Most of his work is now sold to foreigners who are in Guyana temporarily, like Peace Corps volunteers or missionaries who are fascinated that a man his age with advanced cataracts can produce beautiful pieces of art.

When in 2000 Stevens was finally able to save enough money ($400 to be exact) to get an operation for one eye, the result on the canvas was work that showed a finer detail and more defined brushstrokes. Yet, Stevens still feels limited. He doesn’t have access to many tools such as easels, different canvas mediums, art books, facilities, even paintbrushes and paint. The one store in Guyana that has these materials is in the capital city of Georgetown, too far for Stevens to travel, and very expensive.

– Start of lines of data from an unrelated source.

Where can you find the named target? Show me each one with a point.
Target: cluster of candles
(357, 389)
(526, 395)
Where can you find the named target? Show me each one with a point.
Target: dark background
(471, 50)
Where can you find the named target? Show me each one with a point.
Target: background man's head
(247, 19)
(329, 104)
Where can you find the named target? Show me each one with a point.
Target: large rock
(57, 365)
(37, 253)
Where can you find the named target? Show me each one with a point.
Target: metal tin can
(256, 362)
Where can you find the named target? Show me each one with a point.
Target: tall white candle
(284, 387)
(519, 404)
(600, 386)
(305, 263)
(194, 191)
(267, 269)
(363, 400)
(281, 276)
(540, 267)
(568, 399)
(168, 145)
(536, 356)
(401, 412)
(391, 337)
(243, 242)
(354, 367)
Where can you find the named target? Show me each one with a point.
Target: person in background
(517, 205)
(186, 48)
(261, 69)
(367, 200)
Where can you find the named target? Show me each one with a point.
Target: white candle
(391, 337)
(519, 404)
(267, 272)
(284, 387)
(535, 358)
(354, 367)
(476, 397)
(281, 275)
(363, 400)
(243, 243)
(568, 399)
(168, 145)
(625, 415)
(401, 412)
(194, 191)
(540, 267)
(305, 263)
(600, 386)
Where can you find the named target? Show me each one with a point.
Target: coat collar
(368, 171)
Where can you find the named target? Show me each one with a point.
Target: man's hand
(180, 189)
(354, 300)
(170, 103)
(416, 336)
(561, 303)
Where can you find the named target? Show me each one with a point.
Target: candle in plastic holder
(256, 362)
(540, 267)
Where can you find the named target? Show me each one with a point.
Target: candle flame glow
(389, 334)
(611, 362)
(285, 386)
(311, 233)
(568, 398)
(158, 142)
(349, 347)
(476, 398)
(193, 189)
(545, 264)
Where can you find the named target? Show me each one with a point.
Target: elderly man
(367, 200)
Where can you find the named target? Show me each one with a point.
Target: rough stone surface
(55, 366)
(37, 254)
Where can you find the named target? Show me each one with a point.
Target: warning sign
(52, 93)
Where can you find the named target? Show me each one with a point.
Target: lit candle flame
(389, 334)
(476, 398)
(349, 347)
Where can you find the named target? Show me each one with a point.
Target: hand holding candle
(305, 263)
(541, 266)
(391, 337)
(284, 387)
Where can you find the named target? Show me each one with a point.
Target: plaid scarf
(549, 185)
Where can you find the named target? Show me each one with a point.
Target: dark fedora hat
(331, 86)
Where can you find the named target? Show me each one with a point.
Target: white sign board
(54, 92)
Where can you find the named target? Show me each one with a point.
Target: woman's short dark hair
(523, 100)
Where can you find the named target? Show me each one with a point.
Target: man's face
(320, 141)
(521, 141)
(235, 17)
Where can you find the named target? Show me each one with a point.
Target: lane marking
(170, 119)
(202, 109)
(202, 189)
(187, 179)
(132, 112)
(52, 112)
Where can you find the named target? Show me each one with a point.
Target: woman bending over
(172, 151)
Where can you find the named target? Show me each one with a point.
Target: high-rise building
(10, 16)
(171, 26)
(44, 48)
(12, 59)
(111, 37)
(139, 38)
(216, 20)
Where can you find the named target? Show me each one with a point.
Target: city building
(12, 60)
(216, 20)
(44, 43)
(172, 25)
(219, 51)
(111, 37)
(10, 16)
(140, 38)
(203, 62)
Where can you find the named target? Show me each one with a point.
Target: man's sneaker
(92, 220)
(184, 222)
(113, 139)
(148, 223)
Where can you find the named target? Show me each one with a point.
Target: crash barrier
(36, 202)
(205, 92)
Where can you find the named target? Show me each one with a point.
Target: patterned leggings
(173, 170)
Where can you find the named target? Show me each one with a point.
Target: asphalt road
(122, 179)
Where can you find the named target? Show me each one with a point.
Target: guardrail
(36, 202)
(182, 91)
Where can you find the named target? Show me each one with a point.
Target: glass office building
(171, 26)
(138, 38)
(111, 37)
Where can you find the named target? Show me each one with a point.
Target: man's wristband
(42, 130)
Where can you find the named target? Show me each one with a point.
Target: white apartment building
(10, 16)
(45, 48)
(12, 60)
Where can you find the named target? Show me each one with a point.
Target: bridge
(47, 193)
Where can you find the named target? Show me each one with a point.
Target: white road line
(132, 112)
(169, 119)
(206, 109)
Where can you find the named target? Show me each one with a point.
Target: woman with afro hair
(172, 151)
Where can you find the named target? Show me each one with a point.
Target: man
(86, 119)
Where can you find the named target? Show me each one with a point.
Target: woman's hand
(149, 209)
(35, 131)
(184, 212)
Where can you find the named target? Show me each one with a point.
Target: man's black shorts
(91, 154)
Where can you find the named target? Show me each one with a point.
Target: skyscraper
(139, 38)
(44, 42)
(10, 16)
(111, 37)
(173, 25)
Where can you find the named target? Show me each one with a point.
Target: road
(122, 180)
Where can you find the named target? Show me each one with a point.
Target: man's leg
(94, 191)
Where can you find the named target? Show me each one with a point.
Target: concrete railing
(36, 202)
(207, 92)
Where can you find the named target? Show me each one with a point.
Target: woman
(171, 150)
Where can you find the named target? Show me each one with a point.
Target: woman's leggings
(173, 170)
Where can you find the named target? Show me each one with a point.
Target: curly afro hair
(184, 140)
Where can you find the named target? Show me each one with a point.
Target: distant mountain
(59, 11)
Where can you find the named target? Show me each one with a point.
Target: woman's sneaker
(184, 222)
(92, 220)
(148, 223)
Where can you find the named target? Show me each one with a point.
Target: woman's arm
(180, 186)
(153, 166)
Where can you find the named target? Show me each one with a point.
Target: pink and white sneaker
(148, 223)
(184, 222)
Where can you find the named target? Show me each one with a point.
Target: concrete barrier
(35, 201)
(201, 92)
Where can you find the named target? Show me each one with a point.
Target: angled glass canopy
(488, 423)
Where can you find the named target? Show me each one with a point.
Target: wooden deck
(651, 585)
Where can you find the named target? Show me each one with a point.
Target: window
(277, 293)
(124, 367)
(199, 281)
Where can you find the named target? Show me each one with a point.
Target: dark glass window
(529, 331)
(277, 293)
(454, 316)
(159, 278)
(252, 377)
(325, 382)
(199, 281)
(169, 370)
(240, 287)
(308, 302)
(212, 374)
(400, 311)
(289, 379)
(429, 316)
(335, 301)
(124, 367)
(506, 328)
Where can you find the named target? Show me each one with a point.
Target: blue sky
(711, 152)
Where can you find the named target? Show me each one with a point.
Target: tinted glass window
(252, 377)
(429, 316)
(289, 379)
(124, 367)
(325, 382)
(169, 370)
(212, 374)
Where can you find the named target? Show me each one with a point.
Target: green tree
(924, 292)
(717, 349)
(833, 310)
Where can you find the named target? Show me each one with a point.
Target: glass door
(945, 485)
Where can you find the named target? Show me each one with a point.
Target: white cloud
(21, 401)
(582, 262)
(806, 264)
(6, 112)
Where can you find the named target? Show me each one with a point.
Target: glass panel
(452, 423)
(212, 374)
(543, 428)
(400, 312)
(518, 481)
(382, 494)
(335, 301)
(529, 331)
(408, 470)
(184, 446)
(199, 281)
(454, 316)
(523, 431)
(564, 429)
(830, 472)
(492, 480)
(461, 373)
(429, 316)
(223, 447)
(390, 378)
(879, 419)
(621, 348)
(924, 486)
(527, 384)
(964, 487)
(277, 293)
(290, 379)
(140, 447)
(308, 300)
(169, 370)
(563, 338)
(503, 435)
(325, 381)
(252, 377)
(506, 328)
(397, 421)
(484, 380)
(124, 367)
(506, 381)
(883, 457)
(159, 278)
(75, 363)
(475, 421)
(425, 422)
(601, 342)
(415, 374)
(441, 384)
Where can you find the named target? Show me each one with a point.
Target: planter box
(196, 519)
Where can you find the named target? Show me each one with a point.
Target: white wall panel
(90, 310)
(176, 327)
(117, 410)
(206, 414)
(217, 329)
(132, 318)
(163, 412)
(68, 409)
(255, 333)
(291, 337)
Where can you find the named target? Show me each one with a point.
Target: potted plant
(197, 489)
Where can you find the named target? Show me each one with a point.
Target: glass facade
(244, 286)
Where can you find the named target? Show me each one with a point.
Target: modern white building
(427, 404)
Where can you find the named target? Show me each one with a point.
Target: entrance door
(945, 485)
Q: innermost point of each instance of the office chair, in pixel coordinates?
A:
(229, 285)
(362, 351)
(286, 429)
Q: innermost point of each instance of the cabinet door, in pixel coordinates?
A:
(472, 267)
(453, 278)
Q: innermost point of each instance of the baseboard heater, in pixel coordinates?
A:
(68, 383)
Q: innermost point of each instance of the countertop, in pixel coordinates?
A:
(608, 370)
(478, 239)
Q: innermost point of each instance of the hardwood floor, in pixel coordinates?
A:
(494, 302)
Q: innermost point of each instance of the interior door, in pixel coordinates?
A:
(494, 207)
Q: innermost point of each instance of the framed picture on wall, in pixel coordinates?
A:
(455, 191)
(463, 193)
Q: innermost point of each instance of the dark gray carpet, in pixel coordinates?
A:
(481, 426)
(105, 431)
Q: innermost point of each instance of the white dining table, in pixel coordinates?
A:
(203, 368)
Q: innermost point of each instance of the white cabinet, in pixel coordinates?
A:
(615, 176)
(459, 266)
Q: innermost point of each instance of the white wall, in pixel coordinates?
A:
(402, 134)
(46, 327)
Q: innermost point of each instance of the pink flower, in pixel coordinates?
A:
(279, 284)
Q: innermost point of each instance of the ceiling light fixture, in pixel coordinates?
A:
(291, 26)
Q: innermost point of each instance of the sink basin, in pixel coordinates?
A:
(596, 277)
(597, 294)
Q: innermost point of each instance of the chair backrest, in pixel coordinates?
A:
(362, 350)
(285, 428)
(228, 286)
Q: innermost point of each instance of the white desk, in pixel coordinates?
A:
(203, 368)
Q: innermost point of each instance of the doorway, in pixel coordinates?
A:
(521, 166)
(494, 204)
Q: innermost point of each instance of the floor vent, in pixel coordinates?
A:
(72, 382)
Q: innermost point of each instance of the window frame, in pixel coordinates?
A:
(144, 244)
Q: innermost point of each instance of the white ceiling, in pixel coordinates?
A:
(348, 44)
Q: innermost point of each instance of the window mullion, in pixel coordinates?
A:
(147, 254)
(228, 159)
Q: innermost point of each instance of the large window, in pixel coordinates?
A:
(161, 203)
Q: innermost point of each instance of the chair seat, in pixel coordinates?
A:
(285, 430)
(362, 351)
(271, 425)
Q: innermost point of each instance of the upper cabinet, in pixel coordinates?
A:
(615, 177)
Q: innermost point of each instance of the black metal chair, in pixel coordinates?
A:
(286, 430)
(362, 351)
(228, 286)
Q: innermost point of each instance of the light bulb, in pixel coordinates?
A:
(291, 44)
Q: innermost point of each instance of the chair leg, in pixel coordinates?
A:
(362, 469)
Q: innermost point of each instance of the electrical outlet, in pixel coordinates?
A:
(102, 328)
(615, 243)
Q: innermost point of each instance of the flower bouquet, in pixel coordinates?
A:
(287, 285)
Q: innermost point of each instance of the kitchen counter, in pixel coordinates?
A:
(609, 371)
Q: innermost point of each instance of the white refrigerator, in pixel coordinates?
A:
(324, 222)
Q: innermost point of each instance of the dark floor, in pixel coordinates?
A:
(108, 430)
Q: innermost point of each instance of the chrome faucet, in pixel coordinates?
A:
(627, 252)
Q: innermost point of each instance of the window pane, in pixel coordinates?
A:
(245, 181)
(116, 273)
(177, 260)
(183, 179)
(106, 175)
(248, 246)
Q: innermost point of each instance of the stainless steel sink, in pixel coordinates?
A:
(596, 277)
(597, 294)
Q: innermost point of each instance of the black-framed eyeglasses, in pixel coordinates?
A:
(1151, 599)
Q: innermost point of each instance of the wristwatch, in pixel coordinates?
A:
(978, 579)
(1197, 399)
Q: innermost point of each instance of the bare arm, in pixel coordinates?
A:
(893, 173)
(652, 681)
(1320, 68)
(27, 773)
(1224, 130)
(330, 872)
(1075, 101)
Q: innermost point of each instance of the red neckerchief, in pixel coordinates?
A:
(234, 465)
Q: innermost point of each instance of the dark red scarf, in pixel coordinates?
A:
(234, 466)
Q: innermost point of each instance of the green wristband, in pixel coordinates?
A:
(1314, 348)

“I’m not happy right now,” he admits. “I’m hoping to go into my area of art which I have more pleasure in doing. I like to do a lot of symbolic and abstract art but it’s not lucrative. I have to cater now for the people.”

Poverty traps Claude. He has a strong desire to use his talent and open an art studio for children to teach them art techniques. But he has little money. He doesn’t have an art space. He is without books.

“Someday,” he says.

Celeste Hamilton Dennis is an editor, essayist, and fiction writer living in Portland, Oregon. She lived in New Amsterdam, Guyana as part of the Peace Corps from 2003-2005. It was the best two years of her life.